Poland Table of Contents
The Round Table Agreement brought a number of amendments that substantially altered the 1952 Constitution. The so-called April Amendments resurrected the traditional Polish constitutional concept of separation of powers. The legislative branch would again be bicameral after four decades of a single, 460-member Sejm. The new body included a freely elected 100-member Senate and retained the 460-member Sejm as its lower chamber. Power would be distributed among the houses of parliament and the newly established Office of the President, which was to assume many of the executive powers previously held by the Council of State. The April Amendments provided for election of the president by the two houses of parliament.
In December 1989, the new parliament made several additional, highly symbolic amendments to the 1952 constitution to rid the document of Marxist terminology. The PZPR lost its special status when its identification as the political guiding force in Polish society was deleted from the constitution. The hated words "People's Republic" would be discarded and the state's official name would be restored to the prewar "Republic of Poland." Article 2 was revised to read "Supreme authority in the Republic of Poland is vested in the People," amending the Marxist phrase "the working people." The amendments of December 1989 also wrote into law the equality of all forms of property ownership, the essential first step in establishing a market economy.
Aware that piecemeal revision of the Stalinist 1952 constitution would not meet the needs of a democratic Polish society, in December 1989 the Sejm created a Constitutional Commission to write a fully democratic document untainted by association with Poland's communist era. The next year, the National Assembly (the combined Sejm and Senate) prescribed the procedure by which the draft would be enacted. The document would require approval by a two-thirds vote of both assembly houses in joint session, followed by a national referendum. Theoretically, this procedure would bolster the constitution's legitimacy against doubts created by the dubious political credentials of some of its authors.
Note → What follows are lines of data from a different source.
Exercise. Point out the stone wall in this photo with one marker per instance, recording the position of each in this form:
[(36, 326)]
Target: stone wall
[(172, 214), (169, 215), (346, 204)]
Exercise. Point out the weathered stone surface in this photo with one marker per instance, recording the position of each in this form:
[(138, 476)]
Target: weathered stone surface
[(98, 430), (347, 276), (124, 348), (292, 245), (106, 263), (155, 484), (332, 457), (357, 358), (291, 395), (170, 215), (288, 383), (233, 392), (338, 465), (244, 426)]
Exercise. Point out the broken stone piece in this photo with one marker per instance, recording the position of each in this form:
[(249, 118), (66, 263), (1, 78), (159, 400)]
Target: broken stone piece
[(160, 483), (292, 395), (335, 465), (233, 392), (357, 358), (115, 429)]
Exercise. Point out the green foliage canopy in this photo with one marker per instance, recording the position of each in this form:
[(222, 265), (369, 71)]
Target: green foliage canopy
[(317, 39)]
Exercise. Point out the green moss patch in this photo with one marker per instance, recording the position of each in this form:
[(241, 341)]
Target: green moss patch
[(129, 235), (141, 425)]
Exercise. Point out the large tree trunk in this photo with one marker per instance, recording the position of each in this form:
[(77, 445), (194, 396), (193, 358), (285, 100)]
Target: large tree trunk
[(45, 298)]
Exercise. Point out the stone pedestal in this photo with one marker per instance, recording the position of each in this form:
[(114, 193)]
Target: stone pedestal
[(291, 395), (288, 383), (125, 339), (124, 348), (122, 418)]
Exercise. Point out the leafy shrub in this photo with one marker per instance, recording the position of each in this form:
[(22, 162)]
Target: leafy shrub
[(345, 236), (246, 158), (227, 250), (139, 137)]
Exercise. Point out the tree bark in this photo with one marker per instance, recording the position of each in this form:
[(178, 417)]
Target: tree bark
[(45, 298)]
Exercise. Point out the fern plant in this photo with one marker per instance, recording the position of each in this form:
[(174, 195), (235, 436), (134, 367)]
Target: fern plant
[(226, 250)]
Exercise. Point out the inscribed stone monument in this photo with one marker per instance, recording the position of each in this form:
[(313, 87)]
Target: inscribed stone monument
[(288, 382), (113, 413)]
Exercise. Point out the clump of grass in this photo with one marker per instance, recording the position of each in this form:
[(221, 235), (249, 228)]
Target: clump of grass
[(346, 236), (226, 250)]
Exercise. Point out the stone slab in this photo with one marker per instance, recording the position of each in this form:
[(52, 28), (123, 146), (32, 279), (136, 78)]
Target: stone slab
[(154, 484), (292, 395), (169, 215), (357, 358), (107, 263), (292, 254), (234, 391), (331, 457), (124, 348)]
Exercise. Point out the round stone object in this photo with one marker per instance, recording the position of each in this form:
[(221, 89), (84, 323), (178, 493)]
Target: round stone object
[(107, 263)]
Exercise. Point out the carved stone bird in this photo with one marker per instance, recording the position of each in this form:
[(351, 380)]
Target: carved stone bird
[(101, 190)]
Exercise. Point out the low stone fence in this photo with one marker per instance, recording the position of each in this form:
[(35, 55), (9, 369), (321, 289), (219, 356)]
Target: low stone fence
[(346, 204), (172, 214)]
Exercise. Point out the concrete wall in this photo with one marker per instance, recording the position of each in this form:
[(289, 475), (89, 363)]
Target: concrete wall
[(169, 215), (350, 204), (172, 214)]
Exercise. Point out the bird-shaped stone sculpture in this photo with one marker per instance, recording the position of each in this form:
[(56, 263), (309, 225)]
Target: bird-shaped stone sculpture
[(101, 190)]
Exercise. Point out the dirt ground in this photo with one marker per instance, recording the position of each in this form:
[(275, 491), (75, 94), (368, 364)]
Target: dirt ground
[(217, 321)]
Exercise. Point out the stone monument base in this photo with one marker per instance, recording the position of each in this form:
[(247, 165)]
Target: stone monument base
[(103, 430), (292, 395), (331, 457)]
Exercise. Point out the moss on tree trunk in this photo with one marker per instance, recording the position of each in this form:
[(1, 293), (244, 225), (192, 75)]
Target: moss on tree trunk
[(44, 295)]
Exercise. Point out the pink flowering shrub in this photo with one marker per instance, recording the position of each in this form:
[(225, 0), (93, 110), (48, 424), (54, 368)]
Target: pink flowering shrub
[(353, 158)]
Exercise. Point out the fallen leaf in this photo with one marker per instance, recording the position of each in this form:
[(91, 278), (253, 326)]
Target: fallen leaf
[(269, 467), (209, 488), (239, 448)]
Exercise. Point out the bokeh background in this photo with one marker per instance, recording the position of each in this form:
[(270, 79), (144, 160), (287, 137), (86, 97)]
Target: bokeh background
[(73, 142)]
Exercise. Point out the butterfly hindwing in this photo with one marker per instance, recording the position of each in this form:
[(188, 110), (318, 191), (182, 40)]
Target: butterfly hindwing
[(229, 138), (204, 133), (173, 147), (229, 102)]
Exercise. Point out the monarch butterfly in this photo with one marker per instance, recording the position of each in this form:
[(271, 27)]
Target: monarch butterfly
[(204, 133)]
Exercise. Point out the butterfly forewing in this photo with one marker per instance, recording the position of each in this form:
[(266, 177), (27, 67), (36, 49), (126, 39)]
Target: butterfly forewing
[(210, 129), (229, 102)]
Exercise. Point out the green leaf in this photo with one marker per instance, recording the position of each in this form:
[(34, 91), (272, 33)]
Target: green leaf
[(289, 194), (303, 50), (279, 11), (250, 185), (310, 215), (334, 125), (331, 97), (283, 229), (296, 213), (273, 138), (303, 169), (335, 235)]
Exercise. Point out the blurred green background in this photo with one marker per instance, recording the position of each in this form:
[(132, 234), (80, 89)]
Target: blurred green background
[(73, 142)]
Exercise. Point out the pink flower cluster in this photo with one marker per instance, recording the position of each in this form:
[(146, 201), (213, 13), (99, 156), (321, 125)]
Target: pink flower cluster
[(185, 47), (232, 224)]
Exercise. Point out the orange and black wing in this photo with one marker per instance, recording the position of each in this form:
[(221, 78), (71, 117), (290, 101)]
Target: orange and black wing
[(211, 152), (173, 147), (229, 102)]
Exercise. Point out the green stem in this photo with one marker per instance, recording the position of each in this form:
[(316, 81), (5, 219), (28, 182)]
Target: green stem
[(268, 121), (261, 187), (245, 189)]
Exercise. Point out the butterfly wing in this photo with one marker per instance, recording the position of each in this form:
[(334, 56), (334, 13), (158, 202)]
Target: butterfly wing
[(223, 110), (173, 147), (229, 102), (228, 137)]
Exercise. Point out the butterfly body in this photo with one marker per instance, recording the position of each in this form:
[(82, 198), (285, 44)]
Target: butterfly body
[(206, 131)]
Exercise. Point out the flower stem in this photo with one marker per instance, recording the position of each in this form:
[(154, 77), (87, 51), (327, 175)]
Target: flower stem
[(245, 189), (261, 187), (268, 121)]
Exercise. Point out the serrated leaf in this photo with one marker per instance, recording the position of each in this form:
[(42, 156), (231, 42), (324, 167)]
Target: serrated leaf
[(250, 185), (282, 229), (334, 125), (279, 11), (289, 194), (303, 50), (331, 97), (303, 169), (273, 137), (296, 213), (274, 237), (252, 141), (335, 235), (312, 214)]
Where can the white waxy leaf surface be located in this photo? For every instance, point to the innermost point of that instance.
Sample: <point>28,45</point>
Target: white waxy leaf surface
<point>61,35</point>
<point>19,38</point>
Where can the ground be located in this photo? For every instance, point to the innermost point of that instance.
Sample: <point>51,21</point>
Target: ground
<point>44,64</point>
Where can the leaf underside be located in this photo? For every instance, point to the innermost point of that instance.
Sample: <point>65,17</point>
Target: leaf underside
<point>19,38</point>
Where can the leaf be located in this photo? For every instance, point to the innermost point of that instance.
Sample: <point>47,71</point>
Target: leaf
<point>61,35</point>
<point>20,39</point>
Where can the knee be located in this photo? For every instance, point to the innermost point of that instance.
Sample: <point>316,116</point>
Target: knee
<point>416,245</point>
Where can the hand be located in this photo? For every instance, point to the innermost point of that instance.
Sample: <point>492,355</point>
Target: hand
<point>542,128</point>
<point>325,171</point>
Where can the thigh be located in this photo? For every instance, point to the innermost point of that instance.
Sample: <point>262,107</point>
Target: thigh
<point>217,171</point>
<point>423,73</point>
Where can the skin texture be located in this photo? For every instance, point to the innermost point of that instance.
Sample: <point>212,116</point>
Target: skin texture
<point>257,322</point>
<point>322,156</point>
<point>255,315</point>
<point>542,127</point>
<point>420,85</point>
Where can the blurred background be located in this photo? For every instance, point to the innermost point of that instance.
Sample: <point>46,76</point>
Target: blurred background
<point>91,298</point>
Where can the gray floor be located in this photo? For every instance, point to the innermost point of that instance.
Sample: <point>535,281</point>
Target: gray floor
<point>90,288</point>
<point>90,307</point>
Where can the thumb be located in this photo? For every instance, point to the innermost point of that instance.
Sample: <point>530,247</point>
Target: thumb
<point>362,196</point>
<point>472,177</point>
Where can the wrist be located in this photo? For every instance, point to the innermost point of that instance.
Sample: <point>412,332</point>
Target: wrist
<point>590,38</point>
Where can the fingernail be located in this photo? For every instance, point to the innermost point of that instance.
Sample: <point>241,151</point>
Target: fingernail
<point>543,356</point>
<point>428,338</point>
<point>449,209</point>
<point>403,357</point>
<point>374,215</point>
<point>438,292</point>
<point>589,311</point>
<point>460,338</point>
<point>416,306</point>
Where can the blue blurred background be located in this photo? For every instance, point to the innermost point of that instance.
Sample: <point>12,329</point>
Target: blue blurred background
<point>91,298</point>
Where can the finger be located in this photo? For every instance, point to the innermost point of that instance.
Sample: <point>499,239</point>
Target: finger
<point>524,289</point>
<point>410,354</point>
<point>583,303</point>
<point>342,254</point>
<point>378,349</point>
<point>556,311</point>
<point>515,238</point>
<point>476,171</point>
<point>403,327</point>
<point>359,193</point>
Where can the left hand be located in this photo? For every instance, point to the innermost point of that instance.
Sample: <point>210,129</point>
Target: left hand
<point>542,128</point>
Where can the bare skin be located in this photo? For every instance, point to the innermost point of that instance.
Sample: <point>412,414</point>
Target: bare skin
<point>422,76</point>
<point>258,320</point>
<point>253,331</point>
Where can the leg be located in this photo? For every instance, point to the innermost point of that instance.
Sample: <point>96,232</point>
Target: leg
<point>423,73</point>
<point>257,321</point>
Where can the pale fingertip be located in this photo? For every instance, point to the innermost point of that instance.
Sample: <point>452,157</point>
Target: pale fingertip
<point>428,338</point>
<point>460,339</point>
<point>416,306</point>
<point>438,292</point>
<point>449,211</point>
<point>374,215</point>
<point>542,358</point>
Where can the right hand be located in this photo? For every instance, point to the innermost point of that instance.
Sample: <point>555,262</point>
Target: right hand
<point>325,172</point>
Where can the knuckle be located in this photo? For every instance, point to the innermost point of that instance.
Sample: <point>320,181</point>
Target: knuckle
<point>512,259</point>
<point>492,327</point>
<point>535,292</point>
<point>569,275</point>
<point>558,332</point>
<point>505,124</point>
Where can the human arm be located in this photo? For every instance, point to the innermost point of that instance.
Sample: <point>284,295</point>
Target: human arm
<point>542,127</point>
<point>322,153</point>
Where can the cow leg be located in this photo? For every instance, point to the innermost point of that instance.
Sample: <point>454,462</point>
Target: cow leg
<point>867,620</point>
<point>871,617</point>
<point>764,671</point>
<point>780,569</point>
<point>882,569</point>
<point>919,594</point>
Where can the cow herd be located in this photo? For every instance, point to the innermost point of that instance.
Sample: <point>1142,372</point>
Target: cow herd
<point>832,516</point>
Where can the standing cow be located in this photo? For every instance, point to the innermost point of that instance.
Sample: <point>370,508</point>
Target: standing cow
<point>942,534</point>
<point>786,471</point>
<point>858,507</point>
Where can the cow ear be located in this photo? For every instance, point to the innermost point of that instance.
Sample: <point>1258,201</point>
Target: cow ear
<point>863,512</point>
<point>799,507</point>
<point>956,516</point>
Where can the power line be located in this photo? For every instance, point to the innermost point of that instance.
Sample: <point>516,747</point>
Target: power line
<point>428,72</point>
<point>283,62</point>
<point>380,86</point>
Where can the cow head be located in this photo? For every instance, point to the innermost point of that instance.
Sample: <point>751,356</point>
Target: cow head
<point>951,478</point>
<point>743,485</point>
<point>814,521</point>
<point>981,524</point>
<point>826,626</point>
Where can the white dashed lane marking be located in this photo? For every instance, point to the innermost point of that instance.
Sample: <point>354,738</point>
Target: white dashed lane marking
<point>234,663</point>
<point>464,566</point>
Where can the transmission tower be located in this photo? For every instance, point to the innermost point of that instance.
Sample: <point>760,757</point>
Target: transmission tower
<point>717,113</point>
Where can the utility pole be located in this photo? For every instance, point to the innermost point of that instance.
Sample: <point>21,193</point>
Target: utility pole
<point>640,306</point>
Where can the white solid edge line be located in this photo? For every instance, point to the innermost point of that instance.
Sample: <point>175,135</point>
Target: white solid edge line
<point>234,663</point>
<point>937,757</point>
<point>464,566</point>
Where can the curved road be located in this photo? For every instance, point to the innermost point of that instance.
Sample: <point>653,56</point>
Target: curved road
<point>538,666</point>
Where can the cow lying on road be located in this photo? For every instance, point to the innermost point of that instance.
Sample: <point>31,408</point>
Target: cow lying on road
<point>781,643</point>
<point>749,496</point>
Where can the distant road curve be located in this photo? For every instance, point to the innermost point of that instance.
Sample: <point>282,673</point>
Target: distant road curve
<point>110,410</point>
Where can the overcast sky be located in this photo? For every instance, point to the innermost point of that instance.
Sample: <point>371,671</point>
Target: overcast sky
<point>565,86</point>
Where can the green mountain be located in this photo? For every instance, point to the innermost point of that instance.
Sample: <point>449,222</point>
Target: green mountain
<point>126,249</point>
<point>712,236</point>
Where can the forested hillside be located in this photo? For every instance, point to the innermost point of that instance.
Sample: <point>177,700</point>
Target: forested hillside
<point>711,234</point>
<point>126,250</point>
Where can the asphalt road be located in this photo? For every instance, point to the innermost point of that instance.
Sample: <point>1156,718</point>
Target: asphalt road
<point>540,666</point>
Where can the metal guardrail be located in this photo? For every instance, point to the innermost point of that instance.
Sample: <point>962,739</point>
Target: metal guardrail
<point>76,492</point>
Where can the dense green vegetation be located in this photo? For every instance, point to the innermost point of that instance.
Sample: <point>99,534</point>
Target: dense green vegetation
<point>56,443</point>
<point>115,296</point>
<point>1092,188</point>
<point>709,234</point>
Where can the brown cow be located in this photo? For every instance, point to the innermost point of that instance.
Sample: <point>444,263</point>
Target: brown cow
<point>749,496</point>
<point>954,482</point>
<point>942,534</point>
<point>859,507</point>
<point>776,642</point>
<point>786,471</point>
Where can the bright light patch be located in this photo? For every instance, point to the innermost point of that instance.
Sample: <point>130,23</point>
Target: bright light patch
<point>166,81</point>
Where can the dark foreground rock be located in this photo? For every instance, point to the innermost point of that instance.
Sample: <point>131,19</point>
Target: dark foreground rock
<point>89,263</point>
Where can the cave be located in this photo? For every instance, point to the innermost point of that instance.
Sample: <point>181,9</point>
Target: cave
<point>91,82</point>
Chaired by one of the Solidarity movement's most brilliant intellectuals, Bronislaw Geremek, the Sejm Constitutional Commission faced serious obstacles from the outset. The legitimacy of the Sejm itself was at issue because the Round Table Agreement had allowed Solidarity to contest only 35 percent of the Sejm seats. Claiming that its open election in 1989 made it more representative of the popular will, the Senate condemned the Sejm Constitutional Commission and began working on its own version of a new constitution. In reality, however the Senate was not an accurate cross section of Polish society because it lacked representatives from the peasants and the political left. Subsequent efforts to form a joint Sejm-Senate constitutional commission proved futile.
After his victory in the December 1990 presidential election, Walesa cast further doubt on the commission's activity by challenging the credentials of the existing Sejm. Nevertheless, the commission continued its work and presented a fairly complete draft constitution by the spring of 1991. The draft was based on the two series of amendments passed in 1989. It also borrowed heavily from various Western constitutions, most notably the constitution of the Federal Republic of Germany (West Germany). The draft was soon discarded, however, because of the Sejm's undemocratic constituency; for the same reason, the commission as such ceased to exist in 1991.
In the first half of 1992, attention shifted to the so-called Little Constitution, a document that used much of the 1991 draft in redefining the relationship between the legislative and executive branches of government and clarifying the division of power between the president and the prime minister. The Little Constitution was to be a compromise that would solidify as many democratic institutions as possible before all constitutional controversies could be resolved. Nevertheless, the new document would supersede all but a few provisions of the 1952 constitution and provide the basis for a full constitution when remaining points of dispute could be resolved. Its drafts retained the statement that Poland was a democratic state of law guided by principles of social justice. Agencies such as the Constitutional Tribunal, the State Tribunal, and the Office of the Commissioner for Citizens Rights were also retained (see Judicial System , this ch.).